Aquabid.com usually has some Tequilas available at any given time. One guy named BHodgkiss pretty much always has them, but he never posts pics of his fish. His feedback is good, though. You're not yet 18 so you'd have to pay by Money Order, so make sure any sellers accept Money Orders.


----------



## COM (Mar 15, 2008)

Out of curiosity, why does one's age have anything to do with paying by money order only?

Also, the Tequila Sunrise variety is frequently available at one of the national chains. I can't remember which one I have seen it at, but it would probably be worth the time to make a few phone calls.


----------



## Albino_101 (Aug 14, 2008)

Thanks guys, just because im not eighteen doesn't mean I can't get someone who is to order them for me, but thanks for the info com and theoldsalt.

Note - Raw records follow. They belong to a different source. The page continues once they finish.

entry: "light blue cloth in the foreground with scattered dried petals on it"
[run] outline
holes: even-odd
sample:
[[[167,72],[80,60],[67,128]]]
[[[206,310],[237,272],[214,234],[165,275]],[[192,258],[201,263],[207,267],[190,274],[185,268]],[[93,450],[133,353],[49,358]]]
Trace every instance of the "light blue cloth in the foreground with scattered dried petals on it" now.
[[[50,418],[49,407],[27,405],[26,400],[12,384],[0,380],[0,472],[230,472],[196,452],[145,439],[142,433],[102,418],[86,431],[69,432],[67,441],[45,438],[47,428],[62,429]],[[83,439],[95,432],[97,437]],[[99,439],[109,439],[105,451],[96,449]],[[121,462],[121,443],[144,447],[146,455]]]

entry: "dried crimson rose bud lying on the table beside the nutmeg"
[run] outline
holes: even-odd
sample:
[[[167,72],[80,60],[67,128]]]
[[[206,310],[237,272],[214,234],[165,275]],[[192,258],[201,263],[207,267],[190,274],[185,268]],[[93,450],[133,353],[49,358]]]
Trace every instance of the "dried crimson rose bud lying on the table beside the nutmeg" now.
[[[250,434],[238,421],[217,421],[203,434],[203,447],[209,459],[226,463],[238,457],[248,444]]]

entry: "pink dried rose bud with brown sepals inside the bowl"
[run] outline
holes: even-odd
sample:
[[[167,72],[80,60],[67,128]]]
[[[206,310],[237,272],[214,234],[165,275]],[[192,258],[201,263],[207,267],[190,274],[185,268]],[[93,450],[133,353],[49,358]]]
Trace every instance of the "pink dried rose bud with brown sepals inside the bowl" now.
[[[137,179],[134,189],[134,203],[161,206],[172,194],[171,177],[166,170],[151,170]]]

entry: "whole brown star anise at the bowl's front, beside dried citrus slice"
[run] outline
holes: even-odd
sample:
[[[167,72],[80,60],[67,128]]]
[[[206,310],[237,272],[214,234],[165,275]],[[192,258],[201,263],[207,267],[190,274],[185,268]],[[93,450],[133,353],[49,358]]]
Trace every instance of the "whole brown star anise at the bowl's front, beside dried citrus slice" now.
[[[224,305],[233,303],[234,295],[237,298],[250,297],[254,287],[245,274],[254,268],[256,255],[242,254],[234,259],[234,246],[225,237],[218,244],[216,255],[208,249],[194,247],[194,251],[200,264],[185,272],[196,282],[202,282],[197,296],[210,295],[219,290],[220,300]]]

I love breeding fish and guppies are simple enough to breed. ^_^


----------



## TheOldSalt (Jan 28, 2005)

COM- It's kinda hard to get a credit card & paypal account when you're not 18. I suppose it's probably doable, but many aquabidders don't even like to take paypal from adults, so from minors? fuggedaboudit.


----------



## Ghost Knife (Mar 12, 2008)

COM said:


> Out of curiosity, why does one's age have anything to do with paying by money order only?
> 
> Also, the Tequila Sunrise variety is frequently available at one of the national chains. I can't remember which one I have seen it at, but it would probably be worth the time to make a few phone calls.

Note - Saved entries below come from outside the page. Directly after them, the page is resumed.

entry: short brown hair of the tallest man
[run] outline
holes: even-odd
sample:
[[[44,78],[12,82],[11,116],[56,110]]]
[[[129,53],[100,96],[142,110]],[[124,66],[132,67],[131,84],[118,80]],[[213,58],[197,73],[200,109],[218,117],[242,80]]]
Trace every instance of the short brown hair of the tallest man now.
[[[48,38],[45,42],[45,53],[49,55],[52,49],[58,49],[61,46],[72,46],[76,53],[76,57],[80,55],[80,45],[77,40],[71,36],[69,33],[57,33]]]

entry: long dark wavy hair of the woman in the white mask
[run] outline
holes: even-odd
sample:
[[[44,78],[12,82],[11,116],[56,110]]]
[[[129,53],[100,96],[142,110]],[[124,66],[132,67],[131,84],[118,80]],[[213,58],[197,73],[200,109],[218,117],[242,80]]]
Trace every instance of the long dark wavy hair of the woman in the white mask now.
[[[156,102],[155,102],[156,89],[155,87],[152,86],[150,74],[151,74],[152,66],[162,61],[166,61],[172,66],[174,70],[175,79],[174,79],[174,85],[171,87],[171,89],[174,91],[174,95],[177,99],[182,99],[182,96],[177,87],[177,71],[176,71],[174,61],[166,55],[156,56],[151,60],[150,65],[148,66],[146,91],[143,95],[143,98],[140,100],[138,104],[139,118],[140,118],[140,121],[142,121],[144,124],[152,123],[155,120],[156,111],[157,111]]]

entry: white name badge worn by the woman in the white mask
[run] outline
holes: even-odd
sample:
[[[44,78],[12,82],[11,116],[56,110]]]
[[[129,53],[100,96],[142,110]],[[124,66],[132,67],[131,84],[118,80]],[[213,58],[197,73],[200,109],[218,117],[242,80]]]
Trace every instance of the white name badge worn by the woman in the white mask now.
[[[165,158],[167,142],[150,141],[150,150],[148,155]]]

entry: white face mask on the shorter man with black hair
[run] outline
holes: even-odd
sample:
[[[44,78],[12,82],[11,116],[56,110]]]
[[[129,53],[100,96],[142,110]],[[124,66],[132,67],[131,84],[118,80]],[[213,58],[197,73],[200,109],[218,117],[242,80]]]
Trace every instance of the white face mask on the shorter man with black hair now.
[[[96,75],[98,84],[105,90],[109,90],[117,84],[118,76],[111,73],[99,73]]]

Petsmart often carries them, but they cost about $1 more than the other varities of guppies. I would imagine they do this because of their multi-color quality.


----------



## Albino_101 (Aug 14, 2008)

Wow I have a petsmart right where I live! Thanks for the goldmine of info Ghost Knife, and 1 dollar more isn't much for me anyway.


----------



## Albino_101 (Aug 14, 2008)

Today at petsmart I picked up a pair of male sunrise guppies, they said they never get female ones, the only female guppies that they get are the fancy ones. So lately I have been looking online for female tequila sunrise guppies.


----------



## justintrask (Jun 29, 2008)

we sell them at the LFS I work at. 5.98/pair. males and females, although im not sure on the validity of the females.


----------



## TheOldSalt (Jan 28, 2005)

Or what kinds of males may have been with them...
If you order them from a breeder, though, you'll almost certainly get pure tequila females.


----------



## Albino_101 (Aug 14, 2008)

Thanks guys, if I end up on not getting females then I will just get some more males, I heard males won't fight if they have plenty of space and no females.


----------